TAMPA, Fla. -- A team of University of South Florida researchers are working to create a way to sniff out the virus that causes COVID-19 through people's breaths.
They’ve been named a semi-finalist in the XPRIZE Rapid COVID-testing competition. Additional funding is at stake for finalists.
“We’ve created a device that, in minutes, provides really a very rapid, accurate, sensitive, selective diagnosis. So it’s kind of a game changer in that sense,” said Dr. Salvatore Morgera, a professor of electrical engineering and bioengineering at USF.
The electronic sensor system is called the "Bull Nose." They hope it will one day help screen for the virus causing COVID-19 by detecting levels of volatile organic compounds specific to SARS-CoV-2.
“What our device tries to do is electronically detect the composition of exhaled breath in individuals that perhaps have a disease.
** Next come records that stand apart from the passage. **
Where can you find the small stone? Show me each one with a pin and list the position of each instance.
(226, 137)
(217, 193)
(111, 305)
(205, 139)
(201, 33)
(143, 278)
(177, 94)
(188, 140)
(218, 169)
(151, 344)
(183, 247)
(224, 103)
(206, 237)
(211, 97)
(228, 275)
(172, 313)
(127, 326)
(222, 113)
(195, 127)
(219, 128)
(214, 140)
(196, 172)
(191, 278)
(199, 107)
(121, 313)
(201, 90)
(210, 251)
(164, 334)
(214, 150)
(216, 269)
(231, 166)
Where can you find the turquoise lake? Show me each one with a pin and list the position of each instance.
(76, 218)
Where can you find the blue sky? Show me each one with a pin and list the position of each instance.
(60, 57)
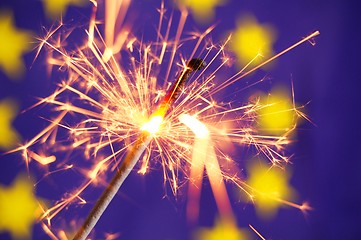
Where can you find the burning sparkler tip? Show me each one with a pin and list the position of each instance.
(196, 64)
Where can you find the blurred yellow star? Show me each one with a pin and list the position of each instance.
(252, 40)
(8, 135)
(224, 229)
(203, 11)
(18, 208)
(56, 8)
(270, 185)
(277, 114)
(13, 44)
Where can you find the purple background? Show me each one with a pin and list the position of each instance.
(326, 168)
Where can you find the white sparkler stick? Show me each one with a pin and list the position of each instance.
(122, 173)
(137, 150)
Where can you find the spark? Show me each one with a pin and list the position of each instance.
(118, 99)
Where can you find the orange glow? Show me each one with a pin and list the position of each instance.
(153, 125)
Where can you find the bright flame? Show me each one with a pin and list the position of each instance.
(153, 125)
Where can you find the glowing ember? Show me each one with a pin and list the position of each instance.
(120, 98)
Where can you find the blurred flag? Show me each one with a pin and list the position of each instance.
(202, 11)
(270, 187)
(14, 43)
(277, 114)
(8, 135)
(224, 229)
(251, 40)
(19, 208)
(54, 9)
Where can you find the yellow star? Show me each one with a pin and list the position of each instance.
(56, 8)
(270, 187)
(203, 11)
(19, 208)
(252, 40)
(13, 44)
(277, 114)
(224, 229)
(8, 135)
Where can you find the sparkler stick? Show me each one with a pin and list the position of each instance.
(137, 150)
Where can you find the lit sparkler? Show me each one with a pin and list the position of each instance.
(119, 112)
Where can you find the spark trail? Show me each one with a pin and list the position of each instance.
(111, 101)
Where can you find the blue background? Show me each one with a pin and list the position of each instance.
(327, 168)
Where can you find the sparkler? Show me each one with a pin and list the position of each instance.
(115, 109)
(137, 150)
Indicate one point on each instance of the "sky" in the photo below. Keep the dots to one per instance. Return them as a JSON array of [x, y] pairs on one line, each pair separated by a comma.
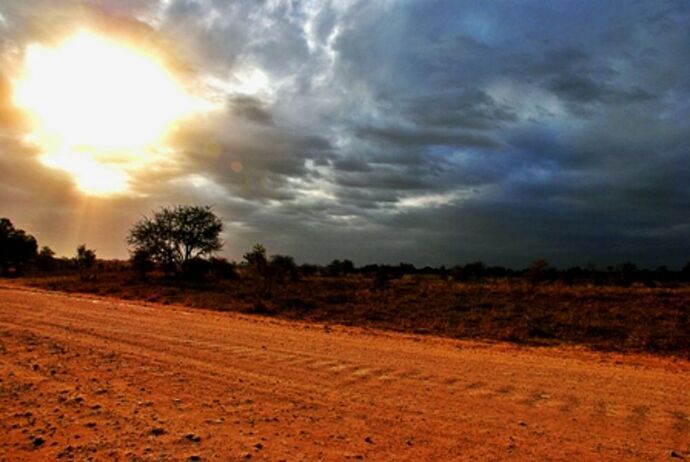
[[431, 132]]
And we’re focused on COVID19,” said Morgera.
The team has created a prototype, still in a testing phase.
“We recognize the fact that an individual that’s afflicted with a pathogen, a virus like COVID, will exhale a breath that has a particular composition,” said Morgera.
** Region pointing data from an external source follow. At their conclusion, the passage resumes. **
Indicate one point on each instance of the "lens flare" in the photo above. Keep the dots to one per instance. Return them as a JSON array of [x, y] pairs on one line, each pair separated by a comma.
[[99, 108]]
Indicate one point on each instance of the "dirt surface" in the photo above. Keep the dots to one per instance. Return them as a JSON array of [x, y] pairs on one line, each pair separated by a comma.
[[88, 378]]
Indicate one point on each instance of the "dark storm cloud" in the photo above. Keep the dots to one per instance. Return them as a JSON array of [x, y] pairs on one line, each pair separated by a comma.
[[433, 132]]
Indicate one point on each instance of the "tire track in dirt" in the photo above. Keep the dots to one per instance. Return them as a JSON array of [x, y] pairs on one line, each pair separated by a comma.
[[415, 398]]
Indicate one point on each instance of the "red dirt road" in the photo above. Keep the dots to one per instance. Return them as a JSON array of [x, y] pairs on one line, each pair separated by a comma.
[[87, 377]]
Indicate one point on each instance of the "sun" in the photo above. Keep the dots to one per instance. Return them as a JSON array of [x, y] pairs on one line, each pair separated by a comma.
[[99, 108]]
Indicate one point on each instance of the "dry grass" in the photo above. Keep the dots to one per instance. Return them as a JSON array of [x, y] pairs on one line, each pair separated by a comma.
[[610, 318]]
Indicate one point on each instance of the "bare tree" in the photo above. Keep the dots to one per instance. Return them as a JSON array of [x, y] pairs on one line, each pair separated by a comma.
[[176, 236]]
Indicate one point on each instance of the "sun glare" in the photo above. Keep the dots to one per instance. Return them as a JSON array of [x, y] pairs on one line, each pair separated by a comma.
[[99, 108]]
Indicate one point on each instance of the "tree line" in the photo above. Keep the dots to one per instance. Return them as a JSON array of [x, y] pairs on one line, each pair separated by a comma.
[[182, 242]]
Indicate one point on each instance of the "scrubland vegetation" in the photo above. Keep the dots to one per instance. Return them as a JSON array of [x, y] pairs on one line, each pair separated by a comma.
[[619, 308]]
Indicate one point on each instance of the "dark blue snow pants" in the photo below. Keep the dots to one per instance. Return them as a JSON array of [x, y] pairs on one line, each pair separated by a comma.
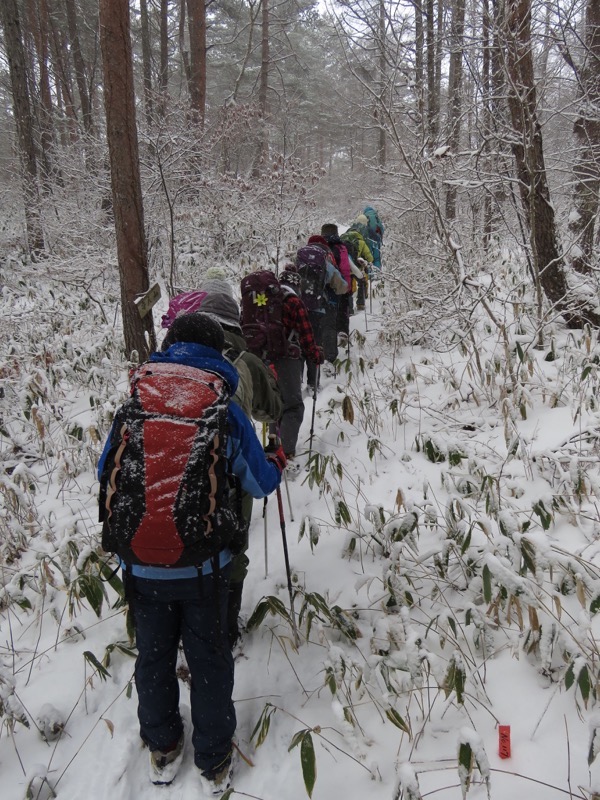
[[166, 612]]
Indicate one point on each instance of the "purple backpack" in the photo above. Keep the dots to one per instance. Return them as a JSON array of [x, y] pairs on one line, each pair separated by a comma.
[[184, 303], [262, 316]]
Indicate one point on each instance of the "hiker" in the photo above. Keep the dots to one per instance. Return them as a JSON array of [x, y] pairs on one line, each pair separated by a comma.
[[165, 505], [261, 399], [370, 226], [277, 328], [187, 302], [359, 251], [323, 316], [330, 233]]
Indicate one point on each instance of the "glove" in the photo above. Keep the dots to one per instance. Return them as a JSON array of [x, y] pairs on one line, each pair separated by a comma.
[[274, 452]]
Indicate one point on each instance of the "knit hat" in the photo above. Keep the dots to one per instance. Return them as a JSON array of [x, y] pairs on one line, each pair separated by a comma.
[[214, 272], [223, 308], [196, 328], [216, 286], [316, 239], [329, 229], [290, 276]]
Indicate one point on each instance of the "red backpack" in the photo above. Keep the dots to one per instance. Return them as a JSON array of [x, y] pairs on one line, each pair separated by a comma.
[[311, 261], [164, 487]]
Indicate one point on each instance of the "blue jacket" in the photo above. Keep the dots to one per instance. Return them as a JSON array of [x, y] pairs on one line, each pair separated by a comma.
[[257, 475]]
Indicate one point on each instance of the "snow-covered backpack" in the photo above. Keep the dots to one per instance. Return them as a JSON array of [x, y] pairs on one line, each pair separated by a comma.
[[262, 315], [184, 303], [351, 241], [311, 261], [164, 486]]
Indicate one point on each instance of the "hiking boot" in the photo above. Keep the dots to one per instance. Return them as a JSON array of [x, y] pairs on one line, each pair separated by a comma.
[[216, 781], [165, 763], [293, 467]]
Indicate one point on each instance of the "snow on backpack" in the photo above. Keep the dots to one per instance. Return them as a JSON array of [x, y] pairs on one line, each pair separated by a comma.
[[262, 315], [164, 496], [311, 261], [184, 303]]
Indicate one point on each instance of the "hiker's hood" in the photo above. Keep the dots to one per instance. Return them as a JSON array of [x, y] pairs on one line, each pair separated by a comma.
[[201, 357]]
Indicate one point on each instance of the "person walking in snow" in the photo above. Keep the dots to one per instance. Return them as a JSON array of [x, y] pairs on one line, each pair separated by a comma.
[[324, 318], [170, 603], [289, 369]]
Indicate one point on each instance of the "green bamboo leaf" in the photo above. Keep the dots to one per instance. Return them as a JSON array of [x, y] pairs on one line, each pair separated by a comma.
[[486, 576], [520, 353], [465, 766], [459, 683], [397, 720], [261, 729], [570, 676], [297, 739], [309, 764], [584, 683], [595, 605], [92, 590], [103, 673]]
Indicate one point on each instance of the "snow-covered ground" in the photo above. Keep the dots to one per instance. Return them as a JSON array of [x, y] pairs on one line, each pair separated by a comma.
[[445, 581]]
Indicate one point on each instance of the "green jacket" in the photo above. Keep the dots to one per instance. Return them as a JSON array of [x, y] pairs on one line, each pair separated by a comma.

“This is a screening tool where the user would breathe into the valve and the sensor would determine the concentration of volatile organic compounds in a person’s breath,” said Tiffany Miller, a Ph.D. student working on the project.
Miller said as the breath comes in contact with the sensors, there’s a change in voltage associated with the concentration levels of gases.
“If you have a disease that breath signature pattern can be identified. That is how we’re going to allow this device to accurately screen for COVID19,” she said.
Right now, Miller said they have a testbed platform and are working on adding and calibrating sensors and forming a database of volatile organic compounds.
They’re also collaborating with breath specialists in Europe and other COVID-19 breath analysis studies.
“Based on their collected breath data, we’re able to really hone in on select key biomarkers, potential biomarker candidates for COVID-19,” Miller said.
Morgera said the device is unique in that it utilizes synthetic mucus.
“We’ve used mucus as a film on the sensors so that when the exhaled breath interacts with the sensors, it interacts first as if it were interacting with our nasal passage so we get a much more accurate result using synthetic mucus,” he said.
He also said they also want to look beyond breath, including scanning the eyes.
While their focus is COVID-19, the researchers explained there could be potential applications beyond that.
“It could be used in other pandemics or other viral or bacterial infections of an individual,” Miller said. “This can also be used in the agriculture industry to determine ripeness of fruits based on the emitted volatile organic compounds as well as in the meat processing industry.”